NEW SINGLE-FAMILY SALES DROP 4.7%

NEW SINGLE-FAMILY SALES DROP 4.7% IN APRIL; MORTGAGE RATES REMAIN HIGH

By JACK WALSH

Jack Walsh is an associate editor for RISMedia.

Across the U.S., sales of single-family homes declined 4.7% to a seasonally adjusted rate of 634,000 in April, and overall sales were down 7.7% year-over-year, too, according to data released by the U.S. Census Bureau.

Delving deeper, the median sales prices of new homes sold in April was $433,500, down 1.4% from March, though still up 3.9% from a year ago. The average sales price of new homes sold last month was $505,700.

Additionally, new single-family home inventory remained aloft in April at 480,000, still up 12.1% from a year ago, representing 9.1 months’ supply at the current building pace.

“As the inventory of existing homes has increased, homebuyers have choices and demand for new construction has cooled slightly,” said Bright MLS Chief Economist Dr. Lisa Sturtevant. “We can also see the inventory of unsold new construction also building up. At the end of April, the new home inventory was 12.1% higher than a year ago, the biggest year-over-year supply gain since December 2022.

“At the same time that supply is starting to increase, demand is being challenged by 7% mortgage rates and affordability ceilings,” she continued. “Homebuilders have been offering concessions and building smaller homes in response to the tight conditions some homebuyers are facing.”

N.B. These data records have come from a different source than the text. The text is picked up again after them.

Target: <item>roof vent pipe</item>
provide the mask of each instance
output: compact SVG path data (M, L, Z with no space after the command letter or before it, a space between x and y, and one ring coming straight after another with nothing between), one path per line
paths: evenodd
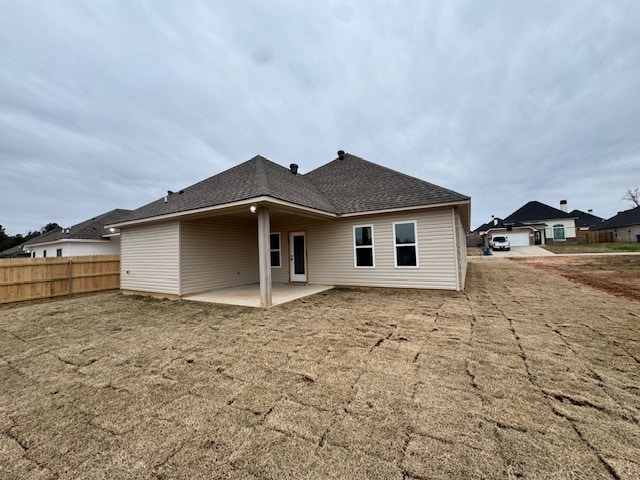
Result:
M343 160L343 159L344 159L344 157L346 157L346 156L347 156L347 154L345 153L345 151L344 151L344 150L338 150L338 158L339 158L340 160Z
M593 213L593 208L590 208L589 210L587 210L587 213Z
M289 170L291 170L291 173L293 173L294 175L297 175L298 165L296 163L292 163L291 165L289 165Z
M562 210L563 212L567 211L567 201L566 200L560 200L560 210Z

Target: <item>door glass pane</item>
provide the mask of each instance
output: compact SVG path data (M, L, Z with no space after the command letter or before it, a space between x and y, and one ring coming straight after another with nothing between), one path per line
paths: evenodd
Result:
M413 223L396 224L396 243L416 243L416 232Z
M293 237L293 272L296 275L304 275L304 237Z

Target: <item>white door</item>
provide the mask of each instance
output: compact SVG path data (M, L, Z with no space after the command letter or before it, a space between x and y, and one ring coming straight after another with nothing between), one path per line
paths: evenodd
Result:
M512 247L528 247L529 246L529 233L528 232L506 232L503 234L509 240Z
M307 248L304 232L289 234L289 272L292 282L307 281Z

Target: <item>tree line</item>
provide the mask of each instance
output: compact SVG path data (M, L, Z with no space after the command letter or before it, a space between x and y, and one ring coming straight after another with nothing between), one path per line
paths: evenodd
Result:
M18 233L16 235L7 235L5 228L0 225L0 252L8 250L9 248L16 247L18 245L22 245L24 242L27 242L32 238L38 237L44 233L50 232L51 230L55 230L56 228L60 228L60 225L52 222L47 223L39 230L29 231L26 235L22 235L21 233Z

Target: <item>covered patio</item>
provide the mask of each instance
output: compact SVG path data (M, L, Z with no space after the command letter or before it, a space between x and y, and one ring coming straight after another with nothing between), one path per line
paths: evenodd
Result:
M331 285L302 285L290 283L274 283L271 286L271 306L308 297L316 293L332 289ZM240 285L227 287L210 292L189 295L184 300L196 302L222 303L227 305L240 305L243 307L261 307L260 284Z

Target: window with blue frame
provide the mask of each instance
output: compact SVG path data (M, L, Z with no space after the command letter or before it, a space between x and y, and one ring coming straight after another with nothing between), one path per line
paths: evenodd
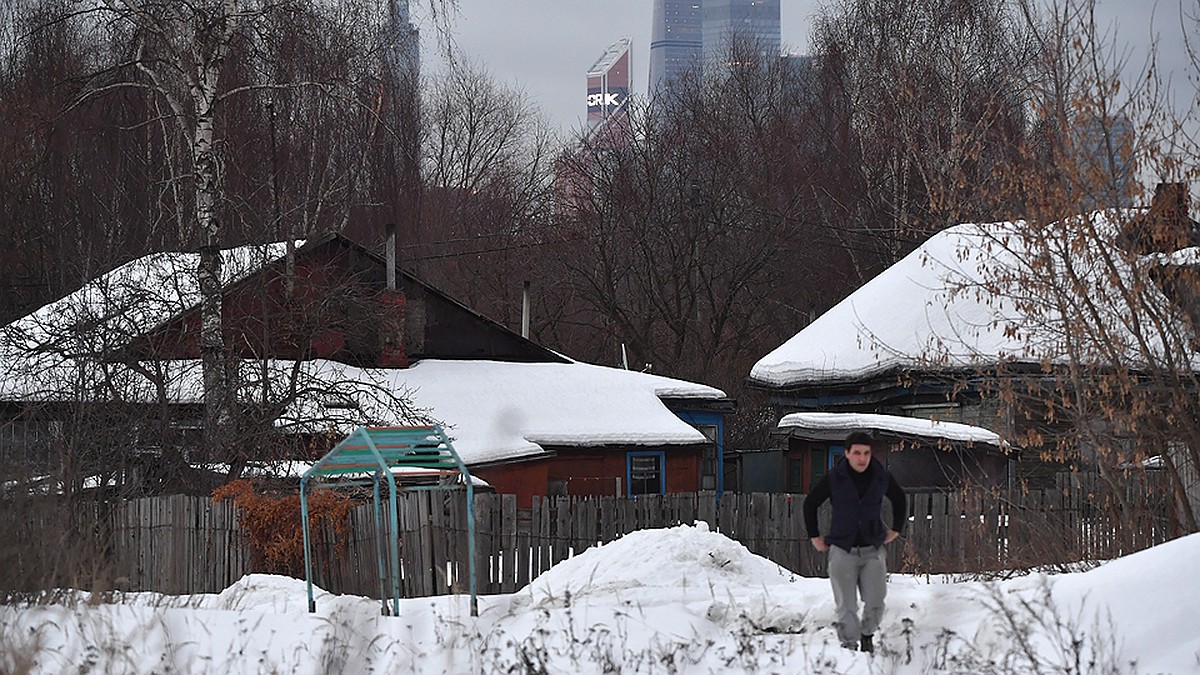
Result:
M708 441L700 456L699 487L701 490L716 490L720 495L725 490L724 425L721 413L702 410L676 410L679 419L696 427Z
M625 455L625 482L629 496L661 495L667 491L666 454L639 451Z
M696 429L708 439L708 445L700 454L700 489L717 489L717 439L720 430L715 424L697 424Z
M808 485L805 486L805 491L811 490L821 477L829 473L834 464L837 464L838 459L846 454L846 448L842 445L829 445L820 450L812 450L809 454L809 478Z
M833 465L837 464L837 461L842 458L842 455L845 455L845 454L846 454L846 448L843 447L842 445L839 444L839 445L829 446L829 465L826 466L825 468L832 469Z

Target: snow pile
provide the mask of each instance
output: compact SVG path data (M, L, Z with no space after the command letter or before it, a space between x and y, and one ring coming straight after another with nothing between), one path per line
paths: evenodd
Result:
M465 596L386 617L378 600L324 591L309 614L302 581L268 575L219 594L0 606L0 672L1191 673L1197 559L1192 535L1084 573L894 574L869 656L838 646L827 580L697 523L589 549L481 597L478 617Z
M639 594L653 589L686 593L698 588L725 597L734 589L788 584L795 579L788 570L697 521L694 526L639 530L589 548L555 565L521 593L539 605L630 588Z
M318 604L335 596L313 586ZM289 614L308 611L308 589L303 579L274 574L247 574L221 591L207 604L211 609Z
M1147 672L1200 671L1200 534L1054 580L1054 600L1086 628L1111 630Z

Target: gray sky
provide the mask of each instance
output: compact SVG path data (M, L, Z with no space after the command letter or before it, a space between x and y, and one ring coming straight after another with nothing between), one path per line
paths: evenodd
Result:
M422 67L436 74L441 59L434 31L421 23L423 1L410 3L422 29ZM1200 11L1195 0L1185 1L1193 13ZM1140 67L1153 14L1163 65L1178 71L1183 68L1179 2L1100 0L1098 19L1102 26L1116 26L1119 42L1129 45L1131 63ZM453 24L458 54L482 63L496 80L519 87L561 131L583 124L585 73L618 38L633 38L633 90L646 90L652 0L458 0L458 4ZM821 0L782 0L785 49L808 51L812 17L822 4ZM1190 97L1187 100L1190 104Z
M421 0L409 0L420 24ZM817 0L782 0L785 48L805 51ZM562 131L587 116L588 68L609 45L633 38L633 91L646 91L652 0L459 0L453 31L459 54L487 67L500 82L520 87ZM437 46L420 25L422 68L436 73Z

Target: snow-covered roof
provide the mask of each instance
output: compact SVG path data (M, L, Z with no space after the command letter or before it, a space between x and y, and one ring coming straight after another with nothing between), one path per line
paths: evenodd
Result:
M313 365L328 380L372 383L397 395L446 427L467 464L546 453L547 446L678 445L705 442L662 398L719 400L725 393L702 384L587 363L510 363L423 360L409 368L360 369L333 361ZM349 391L361 412L380 423L389 419L366 389ZM319 419L298 402L292 421Z
M303 240L294 242L296 248ZM252 244L221 251L221 285L228 286L283 257L286 244ZM200 254L168 251L151 253L131 260L103 274L79 290L56 300L15 326L36 326L40 318L56 317L61 325L63 315L80 322L104 322L113 325L122 335L140 335L200 304L200 289L196 268Z
M153 402L155 388L121 364L92 364L97 386L43 377L0 379L7 400L104 399L99 382L117 382L125 400ZM171 403L201 403L198 360L156 362ZM66 367L65 367L66 368ZM361 424L438 422L467 464L545 454L547 446L683 445L704 436L683 422L663 398L716 401L725 392L660 375L587 363L512 363L484 360L418 361L409 368L355 368L329 360L246 361L243 373L268 369L271 387L299 396L277 424L285 432L349 433ZM72 381L72 384L78 384ZM242 395L256 400L261 381L247 380ZM94 392L94 393L93 393Z
M221 251L221 284L245 279L280 259L286 248L279 242ZM0 397L62 400L70 391L74 399L103 400L111 396L106 387L92 385L107 383L129 400L154 400L148 380L107 360L132 339L200 303L199 260L199 253L178 251L142 256L0 327ZM186 373L166 373L163 381L174 390L168 392L172 400L199 395L198 385L189 390L195 380Z
M296 247L303 241L295 242ZM221 251L221 284L228 286L283 257L286 244ZM168 319L200 304L199 253L168 251L131 260L0 329L5 349L21 354L104 354L124 347Z
M1111 267L1096 265L1094 256L1084 260L1092 254L1076 242L1086 239L1071 239L1069 228L1115 230L1131 213L1098 211L1063 221L1064 258L1075 263L1073 274L1084 270L1089 296L1115 295L1114 280L1126 283L1134 271L1116 258L1104 259ZM1036 286L1021 283L1045 274L1031 267L1026 232L1023 222L969 223L939 232L760 359L751 381L787 387L893 370L1061 361L1066 322L1047 299L1034 295ZM1166 303L1163 297L1152 301ZM1032 318L1018 309L1031 305L1047 308ZM1097 303L1095 309L1118 330L1137 323L1121 302Z
M1005 447L1007 443L1000 435L983 427L958 422L879 415L874 413L827 413L801 412L785 415L779 420L779 429L786 432L833 432L845 434L851 431L885 431L901 436L916 436L963 443L984 443Z
M1200 247L1189 246L1172 253L1147 253L1143 258L1158 265L1194 267L1200 265Z

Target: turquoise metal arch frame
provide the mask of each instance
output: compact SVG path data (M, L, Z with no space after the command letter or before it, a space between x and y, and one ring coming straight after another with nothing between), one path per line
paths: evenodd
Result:
M379 597L383 613L400 615L400 549L399 515L396 508L397 468L415 468L435 474L461 476L467 493L467 550L470 557L471 616L479 616L475 594L475 491L471 473L441 425L419 427L359 427L325 454L300 478L300 513L304 523L304 580L308 589L308 611L317 611L313 599L312 539L308 517L308 489L347 485L374 486L375 531L378 538L376 558L379 563ZM319 477L351 477L369 474L360 480L339 480L336 484L313 482ZM388 489L388 518L383 517L381 491L384 482ZM458 490L458 485L417 485L406 490ZM386 541L385 541L386 540ZM385 558L387 559L385 561ZM389 585L391 588L387 588ZM388 591L391 591L390 594ZM388 599L392 601L388 611Z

As mortgage rates have remained mostly unchanged in recent weeks, homebuyers have stayed cautious in making purchases, leading to a lower rate of home sales overall. But Carl Harris, chairman of the National Association of Home Builders (NAHB), believes that rates will change in the coming months.

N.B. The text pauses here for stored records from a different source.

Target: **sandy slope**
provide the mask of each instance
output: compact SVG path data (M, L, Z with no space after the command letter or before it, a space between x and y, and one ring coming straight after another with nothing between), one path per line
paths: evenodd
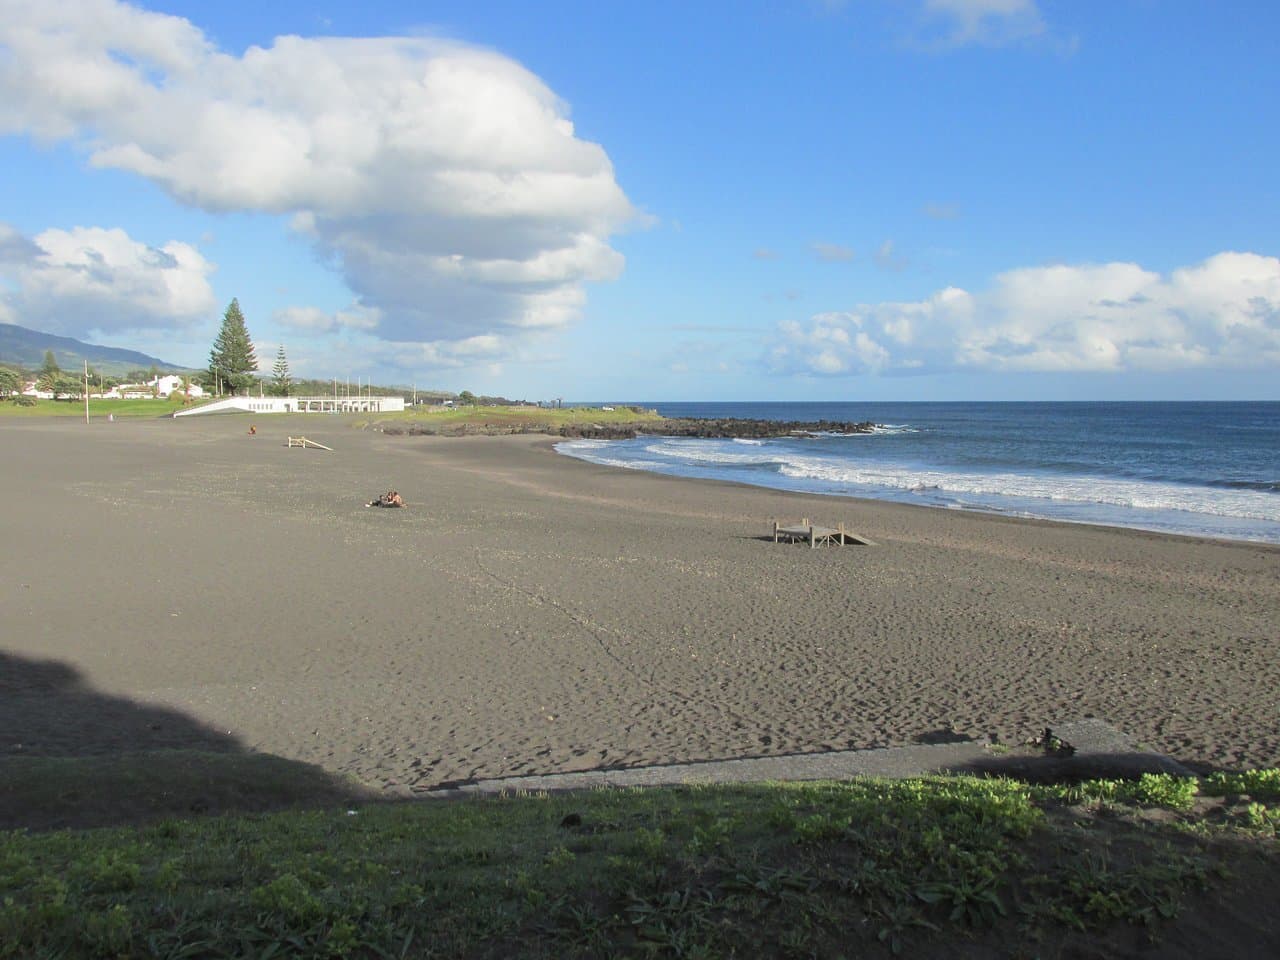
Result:
M1280 763L1275 547L255 422L0 423L0 749L249 747L405 789L1092 715ZM363 506L391 487L408 508ZM773 516L879 545L776 546Z

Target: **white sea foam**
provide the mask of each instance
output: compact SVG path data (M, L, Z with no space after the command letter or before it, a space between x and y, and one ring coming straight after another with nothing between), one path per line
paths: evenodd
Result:
M646 453L652 453L654 456L664 457L673 461L683 463L704 463L704 464L765 464L777 461L777 456L772 452L747 453L737 452L730 449L732 444L726 444L723 440L685 440L667 438L659 440L657 443L647 444L644 448ZM763 448L763 444L761 447Z
M1016 497L1057 503L1106 504L1134 510L1179 510L1280 522L1280 498L1251 490L1223 491L1172 483L1018 473L963 473L883 464L789 457L783 476L825 484L938 492L971 497ZM852 492L852 491L851 491Z
M1280 495L1266 484L1179 483L1012 465L981 471L927 459L913 463L905 458L946 457L947 437L939 435L928 444L893 440L895 433L934 432L903 422L882 424L877 432L887 442L863 444L859 437L866 435L736 440L649 436L575 441L557 449L598 463L786 490L1280 543ZM979 456L984 455L982 442ZM966 451L957 452L963 456ZM1001 455L998 446L991 452Z
M1256 490L1224 490L1108 477L930 470L839 457L801 456L765 444L745 445L759 450L748 452L742 446L721 440L666 438L644 446L644 453L649 456L643 463L634 457L603 455L604 450L609 449L609 441L573 441L561 444L557 449L585 455L597 463L607 461L639 469L662 469L663 464L669 464L704 467L714 472L716 468L725 466L757 466L769 473L799 481L801 486L812 483L828 492L866 494L875 490L897 490L931 495L935 500L977 498L987 509L997 507L1000 498L1014 498L1059 504L1102 504L1131 510L1177 510L1280 523L1280 498Z
M877 423L871 432L885 436L897 433L919 433L920 431L909 423Z
M919 433L920 431L906 423L877 423L870 430L858 430L855 433L842 433L839 430L806 430L798 436L804 437L891 437L900 433Z
M562 440L555 445L557 453L578 454L592 450L608 450L611 440Z

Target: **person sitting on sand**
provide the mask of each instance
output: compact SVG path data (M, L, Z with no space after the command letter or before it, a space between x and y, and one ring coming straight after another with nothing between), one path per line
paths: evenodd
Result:
M367 507L403 507L404 498L401 497L400 494L396 493L394 490L388 490L382 496L378 497L378 499L370 500L367 504L365 504L365 506Z

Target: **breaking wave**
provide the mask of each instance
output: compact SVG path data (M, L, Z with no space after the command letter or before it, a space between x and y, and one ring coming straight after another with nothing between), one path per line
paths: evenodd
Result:
M899 434L917 433L886 424ZM917 443L902 437L906 443ZM1132 526L1173 533L1280 542L1280 485L1199 484L1023 469L965 469L878 456L843 437L719 440L644 437L578 440L557 450L629 469L757 486L896 500L950 509ZM984 465L985 466L985 465Z

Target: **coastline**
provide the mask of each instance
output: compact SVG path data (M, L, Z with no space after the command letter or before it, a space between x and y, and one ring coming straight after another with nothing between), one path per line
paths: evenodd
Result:
M1280 544L1280 404L671 405L681 415L850 417L872 436L566 440L562 452L684 477L949 510ZM661 412L668 413L667 409ZM727 432L727 431L726 431Z
M5 656L397 791L1088 716L1201 768L1280 762L1274 546L247 423L0 424ZM390 488L405 510L363 508ZM772 543L801 516L878 545ZM12 694L30 755L195 736Z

“The last four weeks mortgage rates have been above 7% and this is clearly causing many potential homebuyers to sit on the fence,” he said. “However, in the weeks and months ahead, we expect mortgage rates to fall below 7%. Moderating rates, along with a dearth of existing inventory, should help new home sales recover as new construction will be needed to meet the demand for homes, especially during this crucial spring/summer season.”